Вечером же, втиснутый в видавший виды смокинг, тот же самый человек сидел рядом со мной в Сэррате за высоким столом, добродушно вглядываясь в стоящие рядом отполированные серебряные канделябры и старые, снятые бог знает когда, групповые фотографии. И для полноты картины – ожидание на лицах его молодых слушателей, жаждущих услышать слово учителя.
– Дамы и господа, мистер Джордж Смайли, – поднявшись, чтобы представить его, строго объявил я. – Живая легенда Службы. Спасибо.

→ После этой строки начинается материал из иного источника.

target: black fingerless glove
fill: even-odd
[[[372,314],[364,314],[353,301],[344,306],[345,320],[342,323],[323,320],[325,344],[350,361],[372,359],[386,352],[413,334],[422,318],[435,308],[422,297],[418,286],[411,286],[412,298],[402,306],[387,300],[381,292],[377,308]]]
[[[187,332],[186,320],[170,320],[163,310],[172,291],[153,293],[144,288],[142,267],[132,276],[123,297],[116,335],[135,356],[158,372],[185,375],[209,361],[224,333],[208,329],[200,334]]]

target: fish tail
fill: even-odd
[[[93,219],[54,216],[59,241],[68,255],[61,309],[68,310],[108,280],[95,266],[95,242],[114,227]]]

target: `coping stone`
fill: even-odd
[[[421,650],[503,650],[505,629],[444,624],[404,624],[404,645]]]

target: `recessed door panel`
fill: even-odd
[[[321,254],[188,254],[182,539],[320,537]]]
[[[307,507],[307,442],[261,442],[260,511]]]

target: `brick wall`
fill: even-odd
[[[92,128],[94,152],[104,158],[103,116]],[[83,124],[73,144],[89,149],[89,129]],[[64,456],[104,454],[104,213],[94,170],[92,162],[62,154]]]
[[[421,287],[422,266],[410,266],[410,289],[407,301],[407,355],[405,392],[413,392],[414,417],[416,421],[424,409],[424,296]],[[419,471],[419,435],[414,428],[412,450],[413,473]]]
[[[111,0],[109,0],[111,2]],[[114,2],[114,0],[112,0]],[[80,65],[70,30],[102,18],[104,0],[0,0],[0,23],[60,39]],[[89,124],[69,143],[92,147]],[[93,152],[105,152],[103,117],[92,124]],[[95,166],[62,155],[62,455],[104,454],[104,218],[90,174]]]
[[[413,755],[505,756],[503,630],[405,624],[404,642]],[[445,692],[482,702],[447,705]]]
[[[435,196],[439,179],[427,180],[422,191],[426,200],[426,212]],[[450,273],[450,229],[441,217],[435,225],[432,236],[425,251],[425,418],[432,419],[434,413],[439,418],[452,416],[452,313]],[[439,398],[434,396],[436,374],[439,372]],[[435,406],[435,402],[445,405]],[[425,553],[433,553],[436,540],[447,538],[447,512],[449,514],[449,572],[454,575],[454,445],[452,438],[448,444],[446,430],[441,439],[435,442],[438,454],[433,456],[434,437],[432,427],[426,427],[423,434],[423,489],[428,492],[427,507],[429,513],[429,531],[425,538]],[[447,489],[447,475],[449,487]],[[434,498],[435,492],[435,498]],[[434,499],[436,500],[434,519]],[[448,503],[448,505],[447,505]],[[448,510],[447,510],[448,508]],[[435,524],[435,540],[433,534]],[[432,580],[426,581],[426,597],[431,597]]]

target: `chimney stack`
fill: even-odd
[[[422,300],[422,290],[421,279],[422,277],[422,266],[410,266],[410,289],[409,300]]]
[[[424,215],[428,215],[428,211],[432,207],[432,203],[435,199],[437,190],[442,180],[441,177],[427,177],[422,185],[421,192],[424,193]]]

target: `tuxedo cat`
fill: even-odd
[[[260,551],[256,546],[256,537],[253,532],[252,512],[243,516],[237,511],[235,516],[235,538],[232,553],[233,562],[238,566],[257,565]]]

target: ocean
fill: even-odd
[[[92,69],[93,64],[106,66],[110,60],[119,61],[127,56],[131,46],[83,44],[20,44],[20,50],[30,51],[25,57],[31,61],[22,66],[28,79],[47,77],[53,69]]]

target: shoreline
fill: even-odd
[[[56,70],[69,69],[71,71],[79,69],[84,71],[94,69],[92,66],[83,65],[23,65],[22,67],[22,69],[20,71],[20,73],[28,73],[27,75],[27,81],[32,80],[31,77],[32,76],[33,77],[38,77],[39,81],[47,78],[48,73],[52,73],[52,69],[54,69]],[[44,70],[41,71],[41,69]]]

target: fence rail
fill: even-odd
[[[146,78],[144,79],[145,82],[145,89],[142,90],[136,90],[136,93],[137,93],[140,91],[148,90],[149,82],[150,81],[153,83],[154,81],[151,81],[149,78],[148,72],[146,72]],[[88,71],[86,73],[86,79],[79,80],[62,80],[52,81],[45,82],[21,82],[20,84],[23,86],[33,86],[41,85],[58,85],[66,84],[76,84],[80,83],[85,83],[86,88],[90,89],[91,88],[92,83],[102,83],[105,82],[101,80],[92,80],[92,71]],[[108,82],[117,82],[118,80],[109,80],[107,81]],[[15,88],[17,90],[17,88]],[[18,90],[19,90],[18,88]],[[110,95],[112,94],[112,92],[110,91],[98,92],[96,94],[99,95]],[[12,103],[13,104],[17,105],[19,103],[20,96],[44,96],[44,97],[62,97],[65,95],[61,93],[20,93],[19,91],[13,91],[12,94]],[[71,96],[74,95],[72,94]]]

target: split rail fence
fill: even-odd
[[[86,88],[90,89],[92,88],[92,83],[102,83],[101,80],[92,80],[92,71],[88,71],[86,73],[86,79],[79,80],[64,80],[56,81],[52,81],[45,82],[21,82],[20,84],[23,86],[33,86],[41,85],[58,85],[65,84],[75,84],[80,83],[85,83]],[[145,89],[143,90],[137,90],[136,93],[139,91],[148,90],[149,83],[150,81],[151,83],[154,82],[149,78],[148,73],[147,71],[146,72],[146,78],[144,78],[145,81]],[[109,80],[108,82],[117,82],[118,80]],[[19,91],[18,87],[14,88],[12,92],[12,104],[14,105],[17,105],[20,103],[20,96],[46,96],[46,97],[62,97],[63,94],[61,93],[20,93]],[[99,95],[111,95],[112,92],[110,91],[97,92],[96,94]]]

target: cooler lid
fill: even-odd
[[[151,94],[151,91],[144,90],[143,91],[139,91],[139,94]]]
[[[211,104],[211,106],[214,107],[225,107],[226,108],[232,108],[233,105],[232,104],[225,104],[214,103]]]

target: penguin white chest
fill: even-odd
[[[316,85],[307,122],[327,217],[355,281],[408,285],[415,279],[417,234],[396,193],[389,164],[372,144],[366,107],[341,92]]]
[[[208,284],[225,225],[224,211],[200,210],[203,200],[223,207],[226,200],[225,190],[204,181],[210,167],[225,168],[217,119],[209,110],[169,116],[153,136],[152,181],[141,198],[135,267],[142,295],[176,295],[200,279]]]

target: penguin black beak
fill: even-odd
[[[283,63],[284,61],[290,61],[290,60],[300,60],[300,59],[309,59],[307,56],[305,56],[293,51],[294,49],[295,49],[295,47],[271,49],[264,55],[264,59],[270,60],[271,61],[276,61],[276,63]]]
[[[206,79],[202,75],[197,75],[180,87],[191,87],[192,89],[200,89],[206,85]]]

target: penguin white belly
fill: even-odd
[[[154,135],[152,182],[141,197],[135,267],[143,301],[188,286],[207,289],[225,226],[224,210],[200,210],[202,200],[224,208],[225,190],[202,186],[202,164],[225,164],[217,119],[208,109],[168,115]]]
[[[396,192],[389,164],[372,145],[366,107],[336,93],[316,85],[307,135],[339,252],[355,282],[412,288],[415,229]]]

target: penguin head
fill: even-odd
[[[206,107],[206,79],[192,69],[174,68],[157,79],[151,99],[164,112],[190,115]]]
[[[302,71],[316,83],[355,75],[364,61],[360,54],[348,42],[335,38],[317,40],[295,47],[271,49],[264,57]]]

– Ну, какая уж я легенда, – возразил Смайли, тяжело вставая. – Просто я старый толстяк, который застрял между портвейном и пудингом.
* * *
Потом легенда начала говорить, и я подумал, что ведь никогда раньше не слышал, как Смайли выступает перед публикой. Я предполагал, что к этому он был не способен от рождения: например, навязывал людям свою точку зрения или обращался к Джо, называя его настоящим именем. Поэтому блестящая речь, с которой он обратился к нам, удивила меня еще до того, как я начал постигать ее суть. Я услышал несколько его первых предложений и посмотрел на лица моих студентов – не всегда они бывают такими любезными, – приподнятые, расслабленные и озаренные, одарившие его сначала своим вниманием, затем доверием и, наконец, преданностью. И я подумал, внутренне улыбаясь запоздалому признанию: да, да, конечно, это вторая натура Джорджа. Это актер, который всегда в нем жил, тайный Пайд Пайпер. Это был человек, которого любила Энн Смайли, которого обманул Билл Хейдон, за которым преданно, озадачивая непосвященного, шли все остальные.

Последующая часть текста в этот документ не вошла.